Austin @@@@@ 9, that actor and the clothes made it tough to see, didn’t it? You can just about work it out when he’s reacting to disapproving Mrs. Odo, but that’s later.
@18 BonHed
We are on the same page here.
Where’s Pippin?
That’s why I was so disappointed they left out the Scouring of the Shire, Rosie showed her stuff there.
@5 agree with you, farmer maggot strait up thumbed his nose at that Nazgul. dude has some serious cojones!
I love everything about this post.
Rosie Cotton looks like Kylie Minogue with tighter curls. Sam’s a lucky hobbit.
Agree that Rosie is number one, but shouldn’t Pippin be in there??
#AlmostPerfect
Like Islamic art, the deliberate mistake is as beautiful as the rest.
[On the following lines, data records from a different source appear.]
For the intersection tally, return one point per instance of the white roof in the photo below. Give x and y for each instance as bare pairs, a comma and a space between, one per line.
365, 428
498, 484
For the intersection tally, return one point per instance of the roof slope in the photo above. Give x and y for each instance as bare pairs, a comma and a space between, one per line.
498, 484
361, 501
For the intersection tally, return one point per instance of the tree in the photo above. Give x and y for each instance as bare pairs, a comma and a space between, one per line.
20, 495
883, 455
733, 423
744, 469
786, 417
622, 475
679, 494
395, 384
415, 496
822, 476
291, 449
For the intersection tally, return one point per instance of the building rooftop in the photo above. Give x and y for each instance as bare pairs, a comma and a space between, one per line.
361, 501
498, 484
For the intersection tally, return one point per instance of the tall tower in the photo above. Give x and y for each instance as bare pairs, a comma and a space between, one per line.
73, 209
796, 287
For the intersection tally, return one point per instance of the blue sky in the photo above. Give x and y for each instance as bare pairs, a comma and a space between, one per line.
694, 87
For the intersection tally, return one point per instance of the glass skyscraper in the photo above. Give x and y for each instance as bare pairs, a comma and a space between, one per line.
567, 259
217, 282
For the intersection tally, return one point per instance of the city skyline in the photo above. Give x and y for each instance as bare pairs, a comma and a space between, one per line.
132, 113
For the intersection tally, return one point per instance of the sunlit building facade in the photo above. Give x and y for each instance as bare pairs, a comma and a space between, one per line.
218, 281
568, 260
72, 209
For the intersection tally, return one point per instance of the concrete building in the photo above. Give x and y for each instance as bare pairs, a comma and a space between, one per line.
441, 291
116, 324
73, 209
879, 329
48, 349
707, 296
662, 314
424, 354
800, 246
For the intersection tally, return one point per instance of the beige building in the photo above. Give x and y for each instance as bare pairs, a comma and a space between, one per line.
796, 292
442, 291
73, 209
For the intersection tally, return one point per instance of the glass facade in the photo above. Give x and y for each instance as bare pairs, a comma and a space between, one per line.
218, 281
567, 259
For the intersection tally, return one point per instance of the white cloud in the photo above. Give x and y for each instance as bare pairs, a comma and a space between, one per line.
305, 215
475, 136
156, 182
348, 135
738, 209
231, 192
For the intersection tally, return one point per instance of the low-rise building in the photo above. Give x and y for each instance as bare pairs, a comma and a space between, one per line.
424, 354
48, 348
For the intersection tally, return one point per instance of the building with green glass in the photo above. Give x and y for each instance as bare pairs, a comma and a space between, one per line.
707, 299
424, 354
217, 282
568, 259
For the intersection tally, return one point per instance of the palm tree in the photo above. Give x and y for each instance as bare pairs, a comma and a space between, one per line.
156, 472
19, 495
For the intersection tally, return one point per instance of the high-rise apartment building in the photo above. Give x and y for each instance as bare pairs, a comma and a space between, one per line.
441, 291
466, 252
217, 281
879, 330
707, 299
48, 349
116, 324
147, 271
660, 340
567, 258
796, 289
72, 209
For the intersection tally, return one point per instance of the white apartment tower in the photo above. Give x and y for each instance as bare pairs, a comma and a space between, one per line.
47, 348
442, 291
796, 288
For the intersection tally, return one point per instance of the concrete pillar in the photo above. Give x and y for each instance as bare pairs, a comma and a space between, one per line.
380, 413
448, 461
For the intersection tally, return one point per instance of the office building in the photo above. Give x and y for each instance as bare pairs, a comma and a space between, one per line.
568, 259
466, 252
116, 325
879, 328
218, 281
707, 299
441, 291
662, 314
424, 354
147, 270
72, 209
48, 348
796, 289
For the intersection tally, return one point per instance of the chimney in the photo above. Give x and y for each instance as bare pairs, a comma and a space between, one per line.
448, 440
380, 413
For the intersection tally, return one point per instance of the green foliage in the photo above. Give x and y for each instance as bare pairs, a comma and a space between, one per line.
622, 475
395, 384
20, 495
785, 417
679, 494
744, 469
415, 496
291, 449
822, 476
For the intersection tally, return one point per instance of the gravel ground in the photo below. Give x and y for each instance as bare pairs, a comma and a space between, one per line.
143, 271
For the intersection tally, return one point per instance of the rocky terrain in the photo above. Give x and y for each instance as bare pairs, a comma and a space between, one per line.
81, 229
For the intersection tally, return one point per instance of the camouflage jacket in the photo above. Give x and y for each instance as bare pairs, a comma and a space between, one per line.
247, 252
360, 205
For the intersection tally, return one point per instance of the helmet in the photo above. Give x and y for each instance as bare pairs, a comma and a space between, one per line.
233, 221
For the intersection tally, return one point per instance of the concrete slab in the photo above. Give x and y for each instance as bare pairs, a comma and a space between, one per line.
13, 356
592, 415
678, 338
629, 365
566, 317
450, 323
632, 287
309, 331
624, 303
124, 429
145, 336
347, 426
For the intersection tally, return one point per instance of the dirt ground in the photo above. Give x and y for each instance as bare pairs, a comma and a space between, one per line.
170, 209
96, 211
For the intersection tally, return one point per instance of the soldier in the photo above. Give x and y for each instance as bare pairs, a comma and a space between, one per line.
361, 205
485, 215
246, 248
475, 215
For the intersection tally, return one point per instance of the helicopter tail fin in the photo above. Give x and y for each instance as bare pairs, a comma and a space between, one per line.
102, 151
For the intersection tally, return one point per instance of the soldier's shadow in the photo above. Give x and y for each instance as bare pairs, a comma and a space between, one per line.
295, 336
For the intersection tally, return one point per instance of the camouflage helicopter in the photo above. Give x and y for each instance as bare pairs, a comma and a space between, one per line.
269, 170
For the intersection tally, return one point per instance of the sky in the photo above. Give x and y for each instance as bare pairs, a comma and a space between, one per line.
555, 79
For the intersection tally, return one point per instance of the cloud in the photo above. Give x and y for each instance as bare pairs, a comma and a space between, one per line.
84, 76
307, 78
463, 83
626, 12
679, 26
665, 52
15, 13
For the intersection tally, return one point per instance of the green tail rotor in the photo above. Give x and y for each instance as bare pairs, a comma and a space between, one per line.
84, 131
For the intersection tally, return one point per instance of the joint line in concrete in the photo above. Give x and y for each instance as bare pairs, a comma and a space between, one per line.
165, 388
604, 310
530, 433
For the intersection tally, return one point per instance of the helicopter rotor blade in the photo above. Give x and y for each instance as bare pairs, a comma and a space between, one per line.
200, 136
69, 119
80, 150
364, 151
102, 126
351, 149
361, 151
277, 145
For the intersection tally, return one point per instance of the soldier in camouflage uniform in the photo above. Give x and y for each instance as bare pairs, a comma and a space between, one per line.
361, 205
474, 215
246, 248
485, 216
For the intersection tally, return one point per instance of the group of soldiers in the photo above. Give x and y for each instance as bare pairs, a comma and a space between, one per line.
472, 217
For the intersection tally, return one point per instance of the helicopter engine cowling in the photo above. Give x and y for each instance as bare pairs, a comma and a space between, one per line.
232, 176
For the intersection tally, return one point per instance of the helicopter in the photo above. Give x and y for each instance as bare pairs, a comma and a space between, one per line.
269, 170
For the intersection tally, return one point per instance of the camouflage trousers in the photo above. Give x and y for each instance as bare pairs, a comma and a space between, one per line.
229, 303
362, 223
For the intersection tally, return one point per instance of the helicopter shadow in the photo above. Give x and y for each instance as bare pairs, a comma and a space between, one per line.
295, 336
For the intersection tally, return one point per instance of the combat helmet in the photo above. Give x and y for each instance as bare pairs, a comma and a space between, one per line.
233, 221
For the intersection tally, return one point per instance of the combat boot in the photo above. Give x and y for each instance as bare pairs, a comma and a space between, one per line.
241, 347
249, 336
Obviously, somebody that fell to the Ring’s Power and attempted to protect it from destruction could never be in the top three, even if he’s got pretty eyes.
Which bumps our Meri up the pretty-list into the top 3 (where he belongs).
I need a hottest LOTR/Hobbit Elf ranking so that Legolas, Thranduil and Figwit can be included.
@23 Agreed! And in the Scouring of the Shire, Lobelia comes into her own, standing up to the invaders, unlike other hobbits, being imprisoned and then escorted out by Frodo, to the cheers of the other villagers, who would never have thought they would be doing that.